All agree he has a great love for people. If you are “green and citified” and want to learn about cattle, go talk to Henry. He is glad to take the time to teach, but suffers no fools in the pens or pasture.
If you do go to the pasture with him, you had better be ready to ride. Encouraged by his sister, Henry asked Peg out and they were married in Albuquerque on Feb.18, 1979, and settled on the La Bajada Ranch while building their present home at Lone Butte. While Peg has been and remains an avid traveler, she also had developed a love for the ranch life she returned to with Henry.
With Henry, she has ridden many of the old haunts of her youth as well as the ranches where they raised cattle. From La Bajada to their Las Vegas ranch to the thirty-section Rancho Viejo, Peg has covered every inch, worked every roundup on horseback, branded, shipped and cooked the meal for the neighbors who helped.
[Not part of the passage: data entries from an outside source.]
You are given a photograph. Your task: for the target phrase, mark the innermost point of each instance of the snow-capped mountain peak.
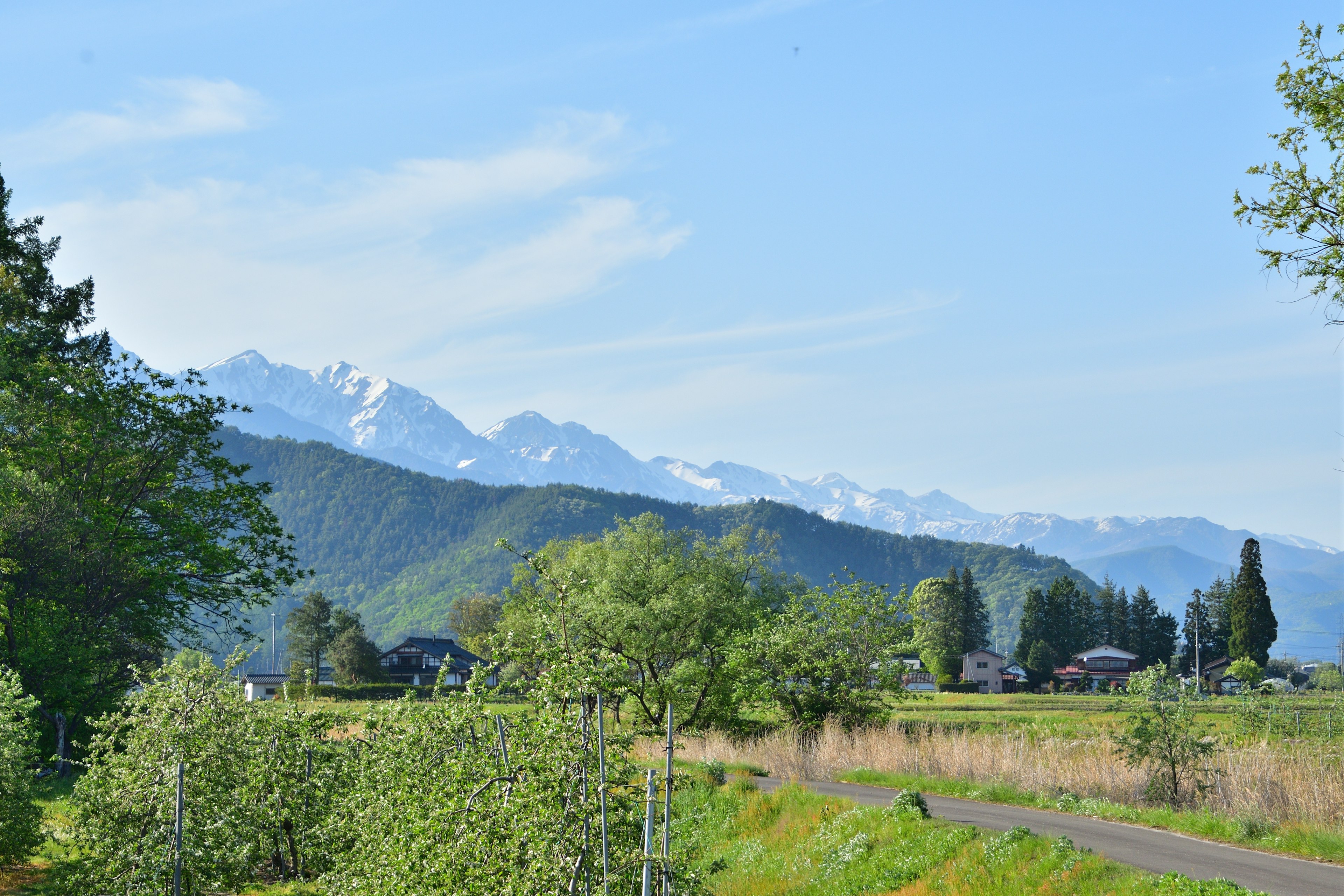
(381, 418)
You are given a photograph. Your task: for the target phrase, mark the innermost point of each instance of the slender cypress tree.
(1152, 633)
(1033, 628)
(1218, 605)
(1197, 626)
(1254, 626)
(1120, 621)
(1107, 612)
(975, 617)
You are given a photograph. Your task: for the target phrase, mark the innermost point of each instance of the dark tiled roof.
(445, 649)
(265, 678)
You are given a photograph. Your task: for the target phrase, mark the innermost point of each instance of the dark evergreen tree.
(1197, 626)
(1070, 618)
(1040, 665)
(310, 629)
(1107, 612)
(1218, 606)
(1120, 636)
(1143, 626)
(1254, 626)
(1033, 628)
(975, 626)
(1164, 639)
(1152, 633)
(1085, 622)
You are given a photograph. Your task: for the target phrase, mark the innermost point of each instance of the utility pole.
(1199, 610)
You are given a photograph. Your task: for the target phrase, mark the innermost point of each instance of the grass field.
(1268, 789)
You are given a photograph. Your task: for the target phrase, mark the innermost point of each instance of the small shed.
(264, 686)
(417, 662)
(920, 681)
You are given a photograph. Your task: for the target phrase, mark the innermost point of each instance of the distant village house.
(417, 662)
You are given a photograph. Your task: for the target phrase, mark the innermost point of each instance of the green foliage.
(937, 625)
(1040, 665)
(123, 530)
(21, 817)
(666, 605)
(1163, 735)
(428, 812)
(1211, 608)
(910, 803)
(831, 653)
(975, 616)
(1327, 678)
(1254, 626)
(400, 546)
(249, 804)
(355, 657)
(1307, 203)
(474, 618)
(959, 687)
(377, 691)
(310, 629)
(1246, 671)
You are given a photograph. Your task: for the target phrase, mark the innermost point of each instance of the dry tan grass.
(1279, 782)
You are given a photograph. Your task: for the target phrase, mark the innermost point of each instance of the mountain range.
(371, 415)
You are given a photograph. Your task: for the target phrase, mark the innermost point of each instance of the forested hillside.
(400, 546)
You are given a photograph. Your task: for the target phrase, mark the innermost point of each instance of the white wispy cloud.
(373, 265)
(166, 109)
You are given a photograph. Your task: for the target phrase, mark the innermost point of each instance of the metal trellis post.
(667, 816)
(648, 835)
(176, 833)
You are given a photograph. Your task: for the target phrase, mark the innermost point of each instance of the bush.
(910, 803)
(433, 808)
(21, 817)
(249, 803)
(343, 694)
(714, 771)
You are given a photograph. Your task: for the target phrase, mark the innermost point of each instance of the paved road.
(1155, 851)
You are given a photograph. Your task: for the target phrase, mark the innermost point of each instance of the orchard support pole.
(601, 792)
(667, 816)
(651, 786)
(499, 726)
(176, 833)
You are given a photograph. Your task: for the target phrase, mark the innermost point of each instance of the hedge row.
(368, 692)
(959, 687)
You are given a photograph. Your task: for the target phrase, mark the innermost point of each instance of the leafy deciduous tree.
(830, 653)
(1307, 205)
(1254, 626)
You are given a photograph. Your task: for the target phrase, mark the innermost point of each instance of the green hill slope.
(400, 546)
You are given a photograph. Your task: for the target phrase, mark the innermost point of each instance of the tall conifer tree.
(1197, 632)
(1218, 605)
(1254, 626)
(1033, 628)
(1120, 621)
(975, 626)
(1105, 612)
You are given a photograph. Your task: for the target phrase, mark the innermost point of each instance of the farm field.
(1068, 715)
(741, 843)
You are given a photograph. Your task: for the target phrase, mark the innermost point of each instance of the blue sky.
(958, 246)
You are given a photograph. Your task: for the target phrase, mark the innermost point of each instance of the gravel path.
(1147, 848)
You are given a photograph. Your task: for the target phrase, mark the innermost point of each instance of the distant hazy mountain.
(379, 418)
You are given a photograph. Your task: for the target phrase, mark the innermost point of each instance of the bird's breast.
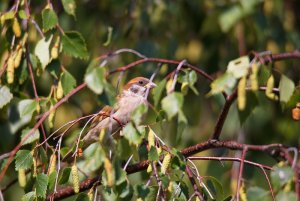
(127, 105)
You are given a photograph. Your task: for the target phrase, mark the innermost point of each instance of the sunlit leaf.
(41, 183)
(5, 96)
(34, 137)
(256, 193)
(284, 196)
(95, 80)
(286, 88)
(225, 83)
(230, 17)
(69, 6)
(239, 67)
(23, 159)
(172, 104)
(74, 45)
(64, 178)
(49, 19)
(26, 107)
(31, 196)
(281, 175)
(252, 103)
(68, 82)
(42, 51)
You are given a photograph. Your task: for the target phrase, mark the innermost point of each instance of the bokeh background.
(208, 34)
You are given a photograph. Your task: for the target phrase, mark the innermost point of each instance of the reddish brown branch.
(69, 191)
(158, 60)
(45, 115)
(210, 144)
(193, 182)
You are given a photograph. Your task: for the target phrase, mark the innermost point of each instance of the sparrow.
(113, 119)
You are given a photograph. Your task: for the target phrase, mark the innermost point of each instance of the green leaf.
(215, 188)
(141, 191)
(286, 88)
(95, 80)
(27, 107)
(54, 68)
(152, 154)
(9, 15)
(281, 175)
(172, 104)
(41, 183)
(42, 51)
(138, 113)
(68, 82)
(23, 159)
(239, 67)
(52, 180)
(225, 82)
(252, 103)
(94, 157)
(34, 137)
(49, 19)
(29, 196)
(82, 197)
(157, 91)
(23, 15)
(230, 17)
(74, 45)
(69, 6)
(256, 193)
(109, 36)
(5, 96)
(64, 178)
(132, 135)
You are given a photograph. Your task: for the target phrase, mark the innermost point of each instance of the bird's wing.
(104, 113)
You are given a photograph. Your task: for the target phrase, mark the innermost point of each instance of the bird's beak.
(150, 85)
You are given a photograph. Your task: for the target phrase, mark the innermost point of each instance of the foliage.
(64, 60)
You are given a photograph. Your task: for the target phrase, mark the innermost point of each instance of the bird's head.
(139, 86)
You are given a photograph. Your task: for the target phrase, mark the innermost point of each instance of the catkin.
(149, 168)
(185, 87)
(75, 178)
(91, 194)
(34, 167)
(166, 163)
(269, 91)
(22, 177)
(16, 27)
(18, 58)
(109, 172)
(241, 99)
(55, 48)
(10, 71)
(59, 91)
(52, 161)
(51, 117)
(253, 77)
(169, 86)
(151, 138)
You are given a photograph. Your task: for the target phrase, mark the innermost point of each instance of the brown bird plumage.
(112, 119)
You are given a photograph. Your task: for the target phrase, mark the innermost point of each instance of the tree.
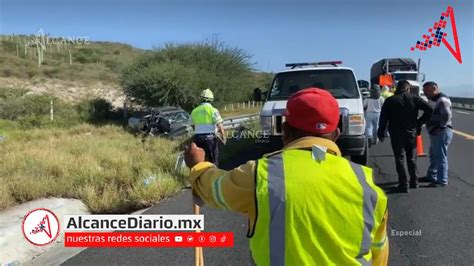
(176, 74)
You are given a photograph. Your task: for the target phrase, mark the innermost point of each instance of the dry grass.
(105, 167)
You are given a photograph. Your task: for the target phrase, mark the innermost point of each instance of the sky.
(275, 32)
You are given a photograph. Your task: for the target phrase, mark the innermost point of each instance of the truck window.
(340, 83)
(407, 76)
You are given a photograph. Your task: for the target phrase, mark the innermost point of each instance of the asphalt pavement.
(441, 220)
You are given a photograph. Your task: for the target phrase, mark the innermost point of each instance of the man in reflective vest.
(207, 120)
(306, 204)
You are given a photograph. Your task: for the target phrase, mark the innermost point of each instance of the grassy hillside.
(73, 71)
(88, 61)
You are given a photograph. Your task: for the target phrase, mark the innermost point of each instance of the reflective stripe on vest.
(274, 230)
(202, 117)
(276, 197)
(370, 200)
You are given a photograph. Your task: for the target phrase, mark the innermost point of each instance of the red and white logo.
(40, 227)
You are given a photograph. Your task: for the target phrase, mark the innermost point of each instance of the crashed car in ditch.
(167, 121)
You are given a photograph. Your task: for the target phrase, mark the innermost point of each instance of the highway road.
(443, 218)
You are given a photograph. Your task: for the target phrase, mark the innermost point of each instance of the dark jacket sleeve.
(383, 118)
(426, 108)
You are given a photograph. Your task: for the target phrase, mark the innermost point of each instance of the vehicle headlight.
(266, 123)
(356, 124)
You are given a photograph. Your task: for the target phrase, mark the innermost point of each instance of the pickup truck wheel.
(364, 158)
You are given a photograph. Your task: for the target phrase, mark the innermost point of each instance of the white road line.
(465, 135)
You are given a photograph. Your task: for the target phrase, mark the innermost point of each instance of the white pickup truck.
(341, 82)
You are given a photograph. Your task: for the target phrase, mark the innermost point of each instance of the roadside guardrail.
(233, 122)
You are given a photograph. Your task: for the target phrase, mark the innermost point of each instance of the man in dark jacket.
(400, 111)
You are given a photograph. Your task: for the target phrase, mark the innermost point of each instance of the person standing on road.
(441, 133)
(400, 111)
(372, 108)
(207, 121)
(386, 92)
(306, 204)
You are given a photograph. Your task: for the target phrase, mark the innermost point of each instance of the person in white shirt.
(372, 108)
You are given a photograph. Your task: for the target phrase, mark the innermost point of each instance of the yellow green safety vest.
(205, 117)
(312, 212)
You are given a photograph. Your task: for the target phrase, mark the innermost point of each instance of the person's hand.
(193, 155)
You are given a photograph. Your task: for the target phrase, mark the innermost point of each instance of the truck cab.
(412, 77)
(341, 82)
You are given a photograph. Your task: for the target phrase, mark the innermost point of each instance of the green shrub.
(176, 74)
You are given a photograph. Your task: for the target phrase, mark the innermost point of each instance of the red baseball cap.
(312, 110)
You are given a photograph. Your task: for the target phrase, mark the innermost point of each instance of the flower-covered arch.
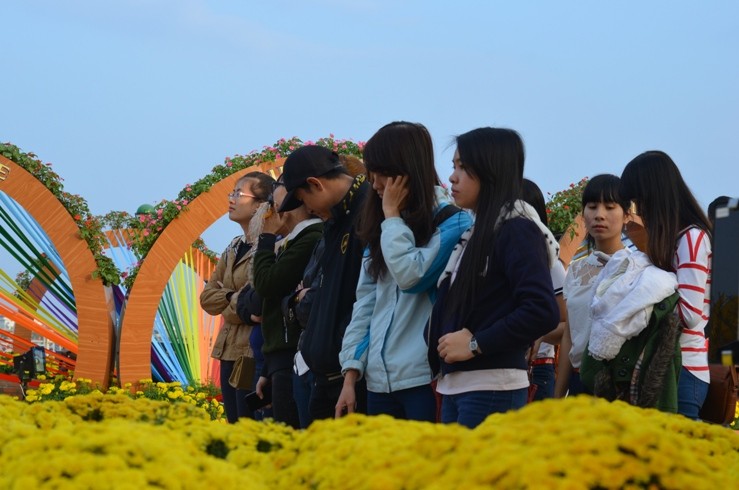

At 80 years, she decided she had cooked for her last roundup and Henry agreed a caterer was a good idea. However, that hasn’t stopped her. Today, she is the pen manager, counting the calves, arranging the trucks for shipping, contacting the sale barn for space and keeping the ranch books.
![]() |
Calves and their mothers are herded to the calving area at Henry and Peg McKinley’s ranch, where people gathered to help with branding. |
At the last branding, she was wearing the 1965 first place buckle Henry had won at the NMQHA Championship. Peg is truly a devoted woman to the man she married and the life they have together. When asked once what she saw in Henry, she answered, “He is a wonderful man, a wonderful husband, a wonderful horseman and a wonderful rancher. What more could I want?”
Beyond ranching, Peg and Henry uphold the ways and traditions of the old west. There hospitality is abundant and their love for a gathering with neighbors is high on their list.
Peg and Henry are really kindred souls with a zest for life and friends. Theirs is a romance full of life and substance.